What is your greatest fear? It is a question my friend Luis asked me a couple months ago, and one that we constantly deal with and think about.
I wasn't sure what it was at the time, but I knew what it wasn't. I don't fear dying as much as some people I do, as much as I probably should. I fear more perpetuating cycles of violence and abuse I have seen in my life, much greater than I do fear death. But this article is about death, and how thinking about it in the face or absence of our fears actually enriches our lives.
I don't want to die, but I do occasionally do think about whether the world would be a better place without me. It's a nagging thought, one I have thought much especially recently, that I have tried to put away as unreasonable. But death is undeniably on the forefront of my mind, now more than ever, in a way that perhaps concerns the people around me. Memento mori is a tattoo I have on my left abdomen: remember that you have to die. And by remembering I have to die, I try to make the most out of life and impart the most impact on others in this life.
But I argue that it's not a bad thing to think about death all the time, because there is a fine distinction between death and wanting to die. I know the protocol for suicidal ideation and making sure someone is safe, but thoughts of death have gone back a long time to the ancient Stoics. William Irvine, a philosophy professor at Wright State University, once wrote that "the Stoics had the insight that the prospect of death can actually make our lives much happier than they would otherwise be."
Irvine argues that instead of neglecting the things we fear and the worst things possible that can happen in our lives, we should, like the Stoics, imagine the worst case scenarios. Paradoxically, that is how we attain happiness, and one the greatest fears in much of our society is death, that we or the people we love are going to die. Happiness lies in much in gratitude, and death inspires gratitude. Stoics pride themselves in this gratitude of knowing and thinking about death, and living with the awareness that we should live with death on the forefront of our minds.

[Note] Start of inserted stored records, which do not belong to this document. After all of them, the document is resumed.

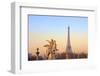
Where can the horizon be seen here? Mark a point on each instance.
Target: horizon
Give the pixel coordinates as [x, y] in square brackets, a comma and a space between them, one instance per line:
[42, 28]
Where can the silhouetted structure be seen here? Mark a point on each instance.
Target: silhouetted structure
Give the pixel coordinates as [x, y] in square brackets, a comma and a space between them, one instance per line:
[68, 47]
[37, 54]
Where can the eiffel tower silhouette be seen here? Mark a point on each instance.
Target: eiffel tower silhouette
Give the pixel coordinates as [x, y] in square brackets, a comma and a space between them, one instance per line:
[68, 47]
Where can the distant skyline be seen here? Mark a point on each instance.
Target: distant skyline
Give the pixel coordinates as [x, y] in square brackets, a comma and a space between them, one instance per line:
[42, 28]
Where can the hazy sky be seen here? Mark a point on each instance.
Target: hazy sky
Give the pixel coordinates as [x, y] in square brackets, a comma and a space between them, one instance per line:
[42, 28]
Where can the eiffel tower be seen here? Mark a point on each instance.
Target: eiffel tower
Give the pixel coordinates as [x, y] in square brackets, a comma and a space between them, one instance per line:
[68, 47]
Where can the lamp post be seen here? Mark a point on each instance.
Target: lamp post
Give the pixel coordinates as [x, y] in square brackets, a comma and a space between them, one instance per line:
[37, 54]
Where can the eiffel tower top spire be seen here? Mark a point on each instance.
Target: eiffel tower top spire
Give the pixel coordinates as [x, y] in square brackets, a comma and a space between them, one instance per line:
[68, 47]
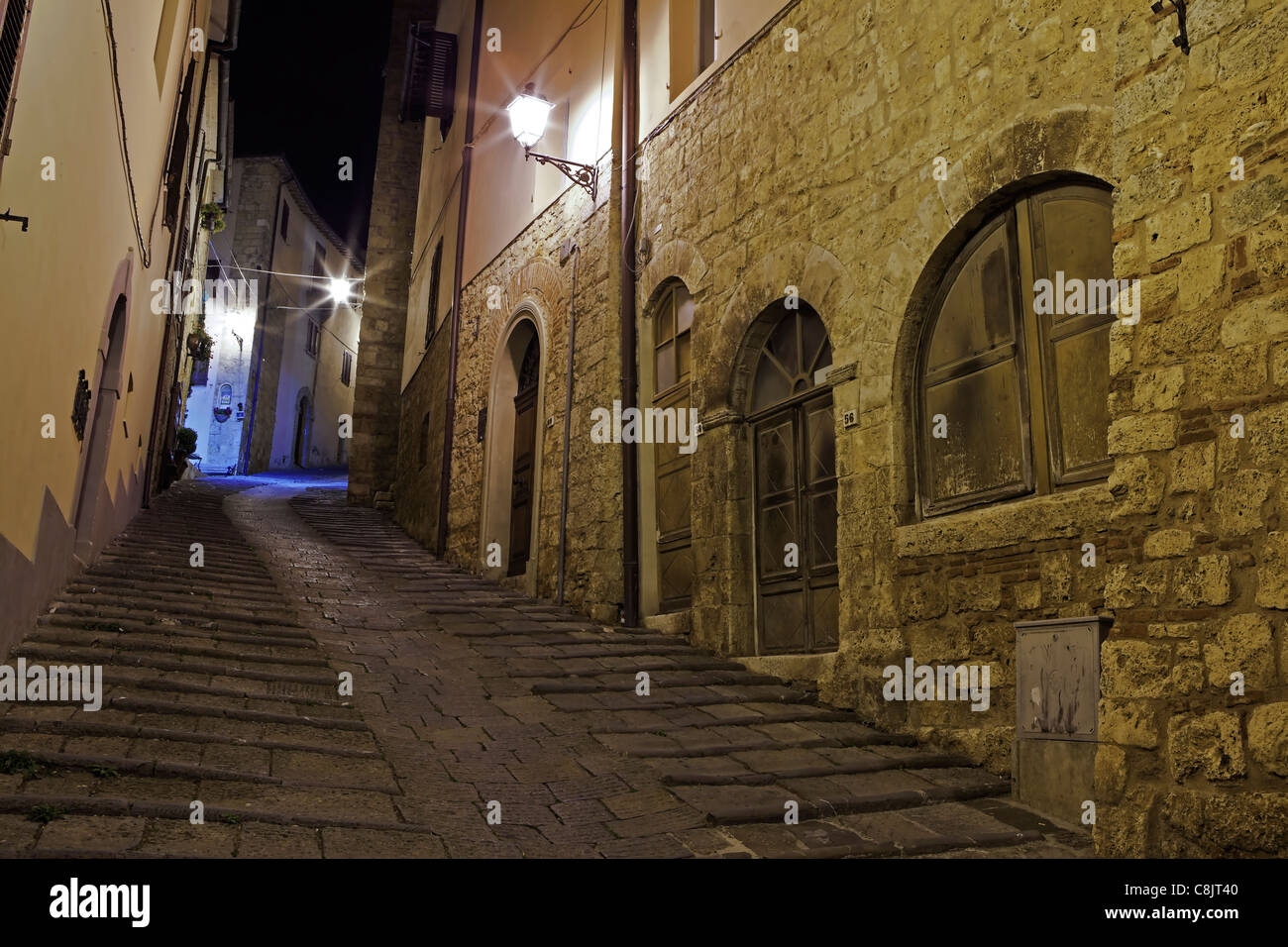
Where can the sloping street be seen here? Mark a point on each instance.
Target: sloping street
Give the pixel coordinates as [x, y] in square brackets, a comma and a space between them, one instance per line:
[481, 723]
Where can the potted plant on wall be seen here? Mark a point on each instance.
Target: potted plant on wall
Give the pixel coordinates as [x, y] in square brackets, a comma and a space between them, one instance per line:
[200, 344]
[184, 446]
[213, 217]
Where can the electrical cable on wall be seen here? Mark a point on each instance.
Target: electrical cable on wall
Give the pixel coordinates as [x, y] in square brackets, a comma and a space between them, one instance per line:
[145, 247]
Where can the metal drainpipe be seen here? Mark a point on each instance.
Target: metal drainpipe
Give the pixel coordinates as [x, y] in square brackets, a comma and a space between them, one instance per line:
[572, 348]
[445, 482]
[172, 264]
[630, 380]
[249, 429]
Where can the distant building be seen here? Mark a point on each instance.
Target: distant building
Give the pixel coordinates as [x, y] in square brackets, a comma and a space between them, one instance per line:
[842, 226]
[112, 138]
[279, 381]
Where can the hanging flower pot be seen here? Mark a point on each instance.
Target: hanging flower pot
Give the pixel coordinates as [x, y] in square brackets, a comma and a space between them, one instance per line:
[213, 217]
[200, 344]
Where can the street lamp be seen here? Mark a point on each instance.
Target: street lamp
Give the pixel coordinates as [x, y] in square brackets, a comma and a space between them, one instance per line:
[528, 116]
[340, 290]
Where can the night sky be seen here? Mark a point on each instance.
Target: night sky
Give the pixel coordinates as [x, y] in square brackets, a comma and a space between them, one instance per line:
[307, 82]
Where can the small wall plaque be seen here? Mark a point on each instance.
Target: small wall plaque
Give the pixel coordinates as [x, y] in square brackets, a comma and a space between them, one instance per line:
[1057, 678]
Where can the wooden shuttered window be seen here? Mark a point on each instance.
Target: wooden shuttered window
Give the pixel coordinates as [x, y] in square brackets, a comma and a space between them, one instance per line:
[429, 80]
[673, 364]
[14, 16]
[176, 162]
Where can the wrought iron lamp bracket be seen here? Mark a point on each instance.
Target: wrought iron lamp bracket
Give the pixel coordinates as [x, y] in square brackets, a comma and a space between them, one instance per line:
[584, 175]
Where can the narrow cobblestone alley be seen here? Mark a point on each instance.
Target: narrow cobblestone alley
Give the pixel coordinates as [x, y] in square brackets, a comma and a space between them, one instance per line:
[222, 688]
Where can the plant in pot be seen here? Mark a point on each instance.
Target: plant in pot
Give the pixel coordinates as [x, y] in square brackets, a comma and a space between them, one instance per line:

Human societies throughout all of history have invented methods to cope with our awareness of mortality. There is even a theory in social psychology called terror-management theory, in which all human thinking and behavior can be attributed to a fear of death. "Death anxiety" drives people to believe in their self-worth and self-esteem and believe that they are meaningful to the world. Inherently, we feel the deep need to make our marks on the world before we die, so we can manage the terror of living life insignificantly. People do what they do to curb their fear of dying.
Terror-management theory also deals with the sensation of immortality: we do things that immortalize our names and actions. All religion that also guarantees the promise of immortality, in the idea of afterlives, reincarnation, of heaven. But since not everyone is religious, and because for many people, the afterlives can be so distant and far-off, people strive for symbolic immortality. Through family who will carry on the name, or work that will carry on legacy, in the words ofThe Atlantic's Julie Beck, "people cling more intensely to the institutions they're part of, and the worldviews they hold."
Of course, everyone likes to distract themselves from thoughts of death. I know I do. We do things to extend our longevity, such as eating healthier. But these actions only distract us so much: death is always prominent in our unconscious and subconscious minds. People feel most driven to defend their worldviews and cultures in the face of it. In a terror-management study in the book The Worm at the Core, judges were asked how much they would set bail for alleged prostitutes. The standard bail was listed at $50, but judges who were asked to think about death right before setting bail put the bail nine times higher.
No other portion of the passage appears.